Austad adds: "Neither of these [studies] replicates what some people are experimenting on themselves with—which is normal weight people reducing their diets to the point of emaciation in the hopes that there will be a rodent-like boost in longevity."

Mark Mattson, a neuroscientist at the National Institute on Aging who had practiced caloric restriction for 25 years, said he changed his diet in 2010 after he recognized that many of the caloric restriction studies in rodents had afforded the restricted animals a longevity premium because the control animals were the equivalent of "couch potatoes"— like the Wisconsin control group, they were allowed to eat ad libitum, similar to humans digging into the potato chip bag when watching the game on TV.

Mattson continues research on fasting several days a week and eating normally the rest to determine whether it may help prevent the buildup of aberrant proteins observed among those with chronic diseases like Alzheimer's or Parkinson's, even if lifespan remains static. Mattson himself now follows an intermittent fasting diet.

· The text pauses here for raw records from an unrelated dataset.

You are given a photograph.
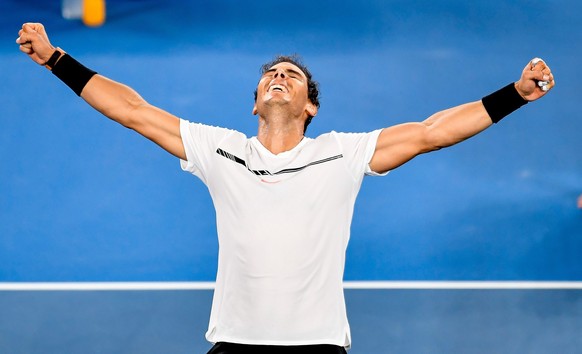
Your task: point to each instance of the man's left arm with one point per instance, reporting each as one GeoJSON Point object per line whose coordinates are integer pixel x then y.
{"type": "Point", "coordinates": [399, 144]}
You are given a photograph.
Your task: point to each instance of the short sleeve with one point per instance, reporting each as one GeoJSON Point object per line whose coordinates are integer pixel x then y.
{"type": "Point", "coordinates": [200, 143]}
{"type": "Point", "coordinates": [358, 149]}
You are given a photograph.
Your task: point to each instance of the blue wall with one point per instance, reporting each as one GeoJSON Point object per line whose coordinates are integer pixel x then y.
{"type": "Point", "coordinates": [82, 199]}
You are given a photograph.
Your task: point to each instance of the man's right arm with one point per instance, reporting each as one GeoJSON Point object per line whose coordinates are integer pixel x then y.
{"type": "Point", "coordinates": [115, 100]}
{"type": "Point", "coordinates": [125, 106]}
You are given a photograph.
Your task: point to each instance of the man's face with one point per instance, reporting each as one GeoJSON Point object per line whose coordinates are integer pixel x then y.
{"type": "Point", "coordinates": [284, 85]}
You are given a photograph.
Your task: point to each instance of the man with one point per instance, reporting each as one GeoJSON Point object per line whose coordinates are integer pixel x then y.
{"type": "Point", "coordinates": [284, 202]}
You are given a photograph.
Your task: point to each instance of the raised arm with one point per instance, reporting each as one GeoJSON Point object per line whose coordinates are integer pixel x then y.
{"type": "Point", "coordinates": [115, 100]}
{"type": "Point", "coordinates": [400, 143]}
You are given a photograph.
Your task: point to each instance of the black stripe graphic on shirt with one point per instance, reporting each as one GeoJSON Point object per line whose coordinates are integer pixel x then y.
{"type": "Point", "coordinates": [268, 173]}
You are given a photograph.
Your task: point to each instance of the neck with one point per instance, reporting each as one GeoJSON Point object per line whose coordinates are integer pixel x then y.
{"type": "Point", "coordinates": [279, 135]}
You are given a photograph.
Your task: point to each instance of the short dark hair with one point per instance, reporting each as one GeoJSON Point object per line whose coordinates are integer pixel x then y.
{"type": "Point", "coordinates": [312, 85]}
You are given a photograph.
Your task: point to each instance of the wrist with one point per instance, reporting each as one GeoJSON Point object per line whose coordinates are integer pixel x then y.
{"type": "Point", "coordinates": [72, 73]}
{"type": "Point", "coordinates": [502, 102]}
{"type": "Point", "coordinates": [54, 58]}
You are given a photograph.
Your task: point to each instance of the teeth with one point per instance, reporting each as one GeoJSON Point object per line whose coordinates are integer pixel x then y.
{"type": "Point", "coordinates": [278, 87]}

The gainsaying about the National Institute of Aging study has already started. A whole cadre of researchers devote themselves to research related to caloric restriction and are likely to continue. "I think it's unfortunate because it's is such a long experiment that it will probably never be replicated," says Matt Kaeberlein of the University of Washington, on the National Institute of Aging study. "It's really a single piece of data that can't be interpreted and likely never will be able to be interpreted. Those of us who work in shorter-lived model organisms know very well that every once in awhile a lifespan experiment happens where CR doesn't extend median or maximum survival. The difference is that we have repeated the experiment dozens of times."

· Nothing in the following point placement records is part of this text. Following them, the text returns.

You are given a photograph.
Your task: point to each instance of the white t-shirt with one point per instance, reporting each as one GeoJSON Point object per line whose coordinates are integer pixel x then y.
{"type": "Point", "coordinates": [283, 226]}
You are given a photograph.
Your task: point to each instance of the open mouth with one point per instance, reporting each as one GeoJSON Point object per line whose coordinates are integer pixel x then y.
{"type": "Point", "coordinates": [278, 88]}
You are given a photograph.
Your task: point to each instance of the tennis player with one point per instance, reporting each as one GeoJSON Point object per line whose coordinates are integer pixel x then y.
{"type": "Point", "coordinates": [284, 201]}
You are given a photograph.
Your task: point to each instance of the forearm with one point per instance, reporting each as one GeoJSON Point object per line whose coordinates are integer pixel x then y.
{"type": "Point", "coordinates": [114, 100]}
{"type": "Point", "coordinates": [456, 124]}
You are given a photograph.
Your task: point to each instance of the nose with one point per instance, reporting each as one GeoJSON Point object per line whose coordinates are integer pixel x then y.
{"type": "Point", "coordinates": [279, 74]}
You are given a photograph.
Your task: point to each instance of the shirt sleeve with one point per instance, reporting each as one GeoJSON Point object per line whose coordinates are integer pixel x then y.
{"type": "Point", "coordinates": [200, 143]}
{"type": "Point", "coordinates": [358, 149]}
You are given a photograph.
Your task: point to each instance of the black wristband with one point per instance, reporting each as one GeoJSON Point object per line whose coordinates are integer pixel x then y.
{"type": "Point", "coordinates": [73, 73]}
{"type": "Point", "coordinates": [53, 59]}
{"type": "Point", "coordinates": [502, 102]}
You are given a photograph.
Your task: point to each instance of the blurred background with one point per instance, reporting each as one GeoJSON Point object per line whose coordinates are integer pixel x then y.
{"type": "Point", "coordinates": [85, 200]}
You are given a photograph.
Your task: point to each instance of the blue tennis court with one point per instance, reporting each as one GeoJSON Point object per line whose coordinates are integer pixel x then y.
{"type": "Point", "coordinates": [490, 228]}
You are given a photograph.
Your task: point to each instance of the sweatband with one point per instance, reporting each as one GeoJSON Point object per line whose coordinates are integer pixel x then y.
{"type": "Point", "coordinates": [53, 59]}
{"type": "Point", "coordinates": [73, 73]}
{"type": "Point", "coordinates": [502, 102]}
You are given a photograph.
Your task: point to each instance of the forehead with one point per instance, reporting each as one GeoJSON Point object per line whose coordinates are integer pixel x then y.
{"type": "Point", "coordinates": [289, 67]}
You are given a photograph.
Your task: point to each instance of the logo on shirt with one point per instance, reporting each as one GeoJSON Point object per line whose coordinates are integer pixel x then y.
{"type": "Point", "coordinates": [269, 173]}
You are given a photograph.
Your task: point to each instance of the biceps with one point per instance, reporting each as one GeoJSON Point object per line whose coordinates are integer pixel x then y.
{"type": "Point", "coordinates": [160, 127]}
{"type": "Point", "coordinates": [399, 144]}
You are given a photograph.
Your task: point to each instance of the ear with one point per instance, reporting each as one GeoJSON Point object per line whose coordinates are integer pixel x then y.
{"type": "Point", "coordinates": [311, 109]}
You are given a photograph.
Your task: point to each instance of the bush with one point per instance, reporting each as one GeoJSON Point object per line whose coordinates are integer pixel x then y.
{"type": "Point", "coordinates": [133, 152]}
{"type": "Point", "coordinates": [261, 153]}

More primate research on caloric research continues, but some of the assumptions about a restricted diet have surely been shaken. One benefit of the new skepticism that will arise from this new study is a redirection of gerontology away from any temptation to view the field as a means to achieve Methuselah-like lifespans and a return to its main focus of optimizing health and avoidance of chronic disease up to the time of death.

The news you can use: exercise and maintain a healthy weight. Nothing profound here from the National Institute on Aging. Your mother probably beat the scientists to the punch.